Momento clou della serata è stata sicuramente la video intervista di Giuseppe Pipitone al pm Antonino Di Matteo. Un filmato, preceduto dalla proiezione della “condanna a morte” espressa da Riina dal carcere Opera di Milano, che ha suscitato mille emozioni nei presenti, con un silenzio in sala quasi surreale.
Rispondendo ad una domanda proprio sulla circolare del Csm che potrebbe presto togliere a lui e al pm Roberto Tartaglia le indagini sulla trattativa, Di Matteo ha detto: “L’esperienza sul campo nel nostro lavoro è tutto eppure la circolare del CSM prevede che quando il pm raggiunge una certa esperienza in quel campo, deve cambiare rango. Cosa si direbbe se un bravissimo chirurgo fosse spostato al pronto soccorso?”. E alla domanda se lo Stato non può processare se stesso Di Matteo ha risposto che “Pur essendo questa una delle cose più difficili, quella di processare suoi rappresentanti infedeli, i cittadini non devono rimanere perplessi perché queste indagini dimostrano che c’è una parte dello Stato che non vuole proteggere se stesso.
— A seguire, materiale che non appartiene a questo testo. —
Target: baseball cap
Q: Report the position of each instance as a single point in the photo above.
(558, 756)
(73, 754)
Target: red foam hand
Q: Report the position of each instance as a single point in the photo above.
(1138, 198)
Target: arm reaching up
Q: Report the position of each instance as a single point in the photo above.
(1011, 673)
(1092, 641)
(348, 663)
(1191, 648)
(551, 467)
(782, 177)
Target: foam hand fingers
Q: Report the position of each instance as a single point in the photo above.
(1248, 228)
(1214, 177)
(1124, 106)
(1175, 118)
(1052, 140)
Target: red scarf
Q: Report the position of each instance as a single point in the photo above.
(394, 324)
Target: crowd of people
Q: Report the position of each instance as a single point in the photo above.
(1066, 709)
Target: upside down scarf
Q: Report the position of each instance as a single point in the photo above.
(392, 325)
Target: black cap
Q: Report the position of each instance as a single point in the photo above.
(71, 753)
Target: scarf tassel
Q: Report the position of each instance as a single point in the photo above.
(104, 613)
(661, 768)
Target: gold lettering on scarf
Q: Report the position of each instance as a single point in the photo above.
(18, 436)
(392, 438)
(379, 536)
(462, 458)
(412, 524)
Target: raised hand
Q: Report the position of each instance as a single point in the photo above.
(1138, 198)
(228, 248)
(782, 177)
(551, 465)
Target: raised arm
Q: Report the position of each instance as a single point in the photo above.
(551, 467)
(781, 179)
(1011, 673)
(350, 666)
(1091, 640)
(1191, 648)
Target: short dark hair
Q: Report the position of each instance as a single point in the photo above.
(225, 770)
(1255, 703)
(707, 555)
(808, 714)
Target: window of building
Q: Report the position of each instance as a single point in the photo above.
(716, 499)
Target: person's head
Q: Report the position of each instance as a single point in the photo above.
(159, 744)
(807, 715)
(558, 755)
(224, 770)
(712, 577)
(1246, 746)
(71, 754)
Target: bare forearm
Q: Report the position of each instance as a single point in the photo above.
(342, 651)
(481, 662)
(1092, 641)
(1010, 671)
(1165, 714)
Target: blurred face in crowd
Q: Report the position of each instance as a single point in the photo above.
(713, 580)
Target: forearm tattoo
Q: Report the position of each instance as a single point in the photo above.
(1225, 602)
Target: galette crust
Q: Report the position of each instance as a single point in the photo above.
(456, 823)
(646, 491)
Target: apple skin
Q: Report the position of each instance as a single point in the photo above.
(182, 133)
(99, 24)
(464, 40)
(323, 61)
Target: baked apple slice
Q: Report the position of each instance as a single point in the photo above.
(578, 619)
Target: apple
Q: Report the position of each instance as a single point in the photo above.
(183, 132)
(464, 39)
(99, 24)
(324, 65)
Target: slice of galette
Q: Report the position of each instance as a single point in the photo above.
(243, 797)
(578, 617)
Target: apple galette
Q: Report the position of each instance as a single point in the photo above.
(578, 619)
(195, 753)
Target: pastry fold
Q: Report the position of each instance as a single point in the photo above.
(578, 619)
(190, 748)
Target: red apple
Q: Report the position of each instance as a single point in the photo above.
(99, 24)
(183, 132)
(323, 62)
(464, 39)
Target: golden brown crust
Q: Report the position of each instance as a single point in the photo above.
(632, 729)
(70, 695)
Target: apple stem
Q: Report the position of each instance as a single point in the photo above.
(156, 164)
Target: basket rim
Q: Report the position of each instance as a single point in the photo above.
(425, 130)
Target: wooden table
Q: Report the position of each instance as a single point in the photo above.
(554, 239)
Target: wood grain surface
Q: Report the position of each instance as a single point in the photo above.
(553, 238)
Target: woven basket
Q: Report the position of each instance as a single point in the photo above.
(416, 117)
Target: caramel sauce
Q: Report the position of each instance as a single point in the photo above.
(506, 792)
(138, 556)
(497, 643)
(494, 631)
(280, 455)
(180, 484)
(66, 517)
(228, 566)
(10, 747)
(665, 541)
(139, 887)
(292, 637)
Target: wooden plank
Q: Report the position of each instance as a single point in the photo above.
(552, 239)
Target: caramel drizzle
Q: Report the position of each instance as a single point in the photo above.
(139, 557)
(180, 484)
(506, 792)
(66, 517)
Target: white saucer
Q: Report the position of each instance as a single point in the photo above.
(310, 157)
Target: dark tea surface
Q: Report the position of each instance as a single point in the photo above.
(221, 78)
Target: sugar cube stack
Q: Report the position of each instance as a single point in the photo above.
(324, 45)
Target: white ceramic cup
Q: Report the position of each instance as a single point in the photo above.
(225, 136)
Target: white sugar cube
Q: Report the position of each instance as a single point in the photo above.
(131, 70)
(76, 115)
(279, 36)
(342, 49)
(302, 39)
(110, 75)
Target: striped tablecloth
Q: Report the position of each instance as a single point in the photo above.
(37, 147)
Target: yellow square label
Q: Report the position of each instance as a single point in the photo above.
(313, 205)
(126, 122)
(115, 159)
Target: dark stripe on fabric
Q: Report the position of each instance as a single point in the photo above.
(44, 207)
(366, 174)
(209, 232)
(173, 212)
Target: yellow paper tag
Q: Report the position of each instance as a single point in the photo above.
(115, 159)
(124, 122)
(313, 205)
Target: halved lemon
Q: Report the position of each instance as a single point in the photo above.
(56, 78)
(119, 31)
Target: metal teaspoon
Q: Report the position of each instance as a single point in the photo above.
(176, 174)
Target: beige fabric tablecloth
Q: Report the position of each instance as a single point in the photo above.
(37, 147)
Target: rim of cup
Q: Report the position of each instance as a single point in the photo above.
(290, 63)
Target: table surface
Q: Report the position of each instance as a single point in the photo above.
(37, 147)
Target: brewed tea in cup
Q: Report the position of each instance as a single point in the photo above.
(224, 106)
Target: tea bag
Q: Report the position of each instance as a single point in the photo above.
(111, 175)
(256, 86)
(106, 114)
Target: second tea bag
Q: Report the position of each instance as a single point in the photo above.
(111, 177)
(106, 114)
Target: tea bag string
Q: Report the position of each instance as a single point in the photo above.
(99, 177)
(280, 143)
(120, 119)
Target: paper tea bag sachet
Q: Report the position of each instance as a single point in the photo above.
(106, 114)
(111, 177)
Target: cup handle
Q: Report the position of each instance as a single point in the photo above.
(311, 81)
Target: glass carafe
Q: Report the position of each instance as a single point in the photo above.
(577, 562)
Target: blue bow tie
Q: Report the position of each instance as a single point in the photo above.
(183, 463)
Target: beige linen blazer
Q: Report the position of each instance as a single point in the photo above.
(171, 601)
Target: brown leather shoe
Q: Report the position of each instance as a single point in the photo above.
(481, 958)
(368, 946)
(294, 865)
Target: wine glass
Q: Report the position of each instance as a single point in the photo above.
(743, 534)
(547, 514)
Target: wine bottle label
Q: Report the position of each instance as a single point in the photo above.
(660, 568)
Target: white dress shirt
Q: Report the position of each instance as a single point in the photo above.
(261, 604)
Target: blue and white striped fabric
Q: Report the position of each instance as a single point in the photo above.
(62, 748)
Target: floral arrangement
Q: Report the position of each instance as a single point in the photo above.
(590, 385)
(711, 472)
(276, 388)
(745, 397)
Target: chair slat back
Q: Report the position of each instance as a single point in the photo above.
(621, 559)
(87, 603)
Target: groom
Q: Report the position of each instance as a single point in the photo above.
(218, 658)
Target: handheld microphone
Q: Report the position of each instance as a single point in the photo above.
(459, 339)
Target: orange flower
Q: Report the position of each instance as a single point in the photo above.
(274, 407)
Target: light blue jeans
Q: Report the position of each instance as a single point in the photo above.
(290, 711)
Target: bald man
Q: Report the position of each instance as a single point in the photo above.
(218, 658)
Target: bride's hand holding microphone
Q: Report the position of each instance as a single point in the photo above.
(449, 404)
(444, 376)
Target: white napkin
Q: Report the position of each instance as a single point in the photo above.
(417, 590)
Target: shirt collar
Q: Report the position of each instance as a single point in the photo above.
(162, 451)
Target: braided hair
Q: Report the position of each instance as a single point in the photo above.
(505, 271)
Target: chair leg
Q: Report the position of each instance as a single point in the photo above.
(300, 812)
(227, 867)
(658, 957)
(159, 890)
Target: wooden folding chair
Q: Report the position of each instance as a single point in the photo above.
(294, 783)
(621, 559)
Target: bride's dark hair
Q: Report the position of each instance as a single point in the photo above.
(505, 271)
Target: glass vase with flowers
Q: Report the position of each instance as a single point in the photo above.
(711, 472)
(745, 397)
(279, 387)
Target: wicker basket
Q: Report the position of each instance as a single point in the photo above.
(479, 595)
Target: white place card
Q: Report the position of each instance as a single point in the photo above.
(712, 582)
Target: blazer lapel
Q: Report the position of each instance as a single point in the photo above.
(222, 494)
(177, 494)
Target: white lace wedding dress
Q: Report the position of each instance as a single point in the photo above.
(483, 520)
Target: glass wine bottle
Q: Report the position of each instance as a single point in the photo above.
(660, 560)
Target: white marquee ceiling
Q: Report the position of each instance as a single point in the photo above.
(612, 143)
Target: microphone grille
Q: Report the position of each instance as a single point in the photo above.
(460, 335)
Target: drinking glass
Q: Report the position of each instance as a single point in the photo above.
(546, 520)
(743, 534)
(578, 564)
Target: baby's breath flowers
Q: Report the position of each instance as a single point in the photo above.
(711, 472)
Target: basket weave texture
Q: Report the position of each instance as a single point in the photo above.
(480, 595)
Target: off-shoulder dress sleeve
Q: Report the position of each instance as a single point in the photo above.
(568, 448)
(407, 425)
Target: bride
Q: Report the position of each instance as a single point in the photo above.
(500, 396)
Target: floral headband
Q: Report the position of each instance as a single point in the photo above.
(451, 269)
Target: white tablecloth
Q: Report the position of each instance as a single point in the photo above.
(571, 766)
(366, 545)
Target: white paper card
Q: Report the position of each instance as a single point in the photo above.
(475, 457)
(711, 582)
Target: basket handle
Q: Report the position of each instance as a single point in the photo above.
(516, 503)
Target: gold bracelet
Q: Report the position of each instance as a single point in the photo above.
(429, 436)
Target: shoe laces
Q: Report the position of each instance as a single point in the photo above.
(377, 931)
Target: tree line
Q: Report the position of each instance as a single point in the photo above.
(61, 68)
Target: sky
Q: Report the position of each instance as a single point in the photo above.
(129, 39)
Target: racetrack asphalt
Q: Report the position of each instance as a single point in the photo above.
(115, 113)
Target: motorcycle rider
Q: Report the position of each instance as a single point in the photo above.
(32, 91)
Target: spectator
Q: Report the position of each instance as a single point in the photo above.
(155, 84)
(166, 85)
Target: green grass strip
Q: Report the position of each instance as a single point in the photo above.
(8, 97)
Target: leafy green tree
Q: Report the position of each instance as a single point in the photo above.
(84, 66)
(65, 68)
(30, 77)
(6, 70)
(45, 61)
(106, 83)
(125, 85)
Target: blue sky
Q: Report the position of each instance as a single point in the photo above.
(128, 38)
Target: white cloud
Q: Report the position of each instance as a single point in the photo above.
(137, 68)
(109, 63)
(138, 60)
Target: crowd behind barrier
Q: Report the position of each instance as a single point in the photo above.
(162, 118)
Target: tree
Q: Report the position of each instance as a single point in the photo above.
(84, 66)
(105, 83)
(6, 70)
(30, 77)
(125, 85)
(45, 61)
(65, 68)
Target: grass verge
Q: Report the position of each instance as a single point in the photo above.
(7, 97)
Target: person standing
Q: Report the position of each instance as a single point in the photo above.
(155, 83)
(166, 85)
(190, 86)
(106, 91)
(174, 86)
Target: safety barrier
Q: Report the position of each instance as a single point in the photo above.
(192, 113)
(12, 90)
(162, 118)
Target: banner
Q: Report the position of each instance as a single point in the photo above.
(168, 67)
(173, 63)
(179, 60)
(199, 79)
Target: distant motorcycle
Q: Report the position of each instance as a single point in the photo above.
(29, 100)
Uno Stato che non avesse il coraggio di fare luce anche all’interno delle proprie articolazioni sarebbe uno Stato non credibile agli occhi della collettività, sarebbe, nel caso di specie, uno Stato perennemente sotto ricatto dalla mafia”. E parlando della condanna a morte di Riina il pm non ha potuto che sottolineare il proprio fastidio nei confronti di chi ha pensato che questa fosse una manovra della procura di Palermo per fare di lui un'eroe dell'antimafia, o per dar forza al processo. Calunnie e illazioni inaccettabili. Così come inaccettabili sono proprio le delegittimazioni provenienti dagli stessi organi interni della magistratura, così come ribadito con forza da Giorgio Bongiovanni: “I magistrati come Antonino Di Matteo devono essere appoggiati dai giudici. Perché sono loro che spesso ostacolano i propri colleghi. Parlo del Consiglio superiore della magistratura, l'Associazione nazionale magistrati, le correnti. Se non appoggiate i vostri giudici sarete complici dell'assassinio di Di Matteo. Ed è un dato di fatto che gli ostacoli maggiori che in questo momento sta incontrando vengono proprio dalla magistratura. Ed è una vergogna”. E poi ancora: “Nelle migliori delle ipotesi lo fanno per invidia, gelosia, di tutto fanno e l'ultimo è stato il vice presidente del Csm che è venuto a Palermo dopo le minacce e non si è degnato di andare da Di Matteo. Anche Paolo Borsellino disse che sono stati i giudici ad uccidere Giovanni Falcone. Ora per Falcone e Borsellino sapevamo tutti ed è stato fatto poco. Ora c'è il capo della mafia che ha condannato a morte Di Matteo. Noi lo dobbiamo proteggere”.
La serata si è poi conclusa con la testimonianza ironica di Pif che ha ricordato episodi del passato come l'intervento dell'ex Governatore Cuffaro, proprio al Biondo, a difesa di Lima e della Dc durante la trasmissione Samarcanda. Un esempio a dimostrazione di come i tempi cambiano. E poi ha aggiunto, tornando sulle minacce di Riina: “Non è possibile che lo Stato si sia lasciato intimidire da lui, ancora una volta. Non permettendo a Di Matteo di andare a Milano. Uno Stato serio dovrebbe agire diversamente. E questa cosa mi rompe un po' i c...”. Ed oggi si torna in strada a gridare la nostra indignazione.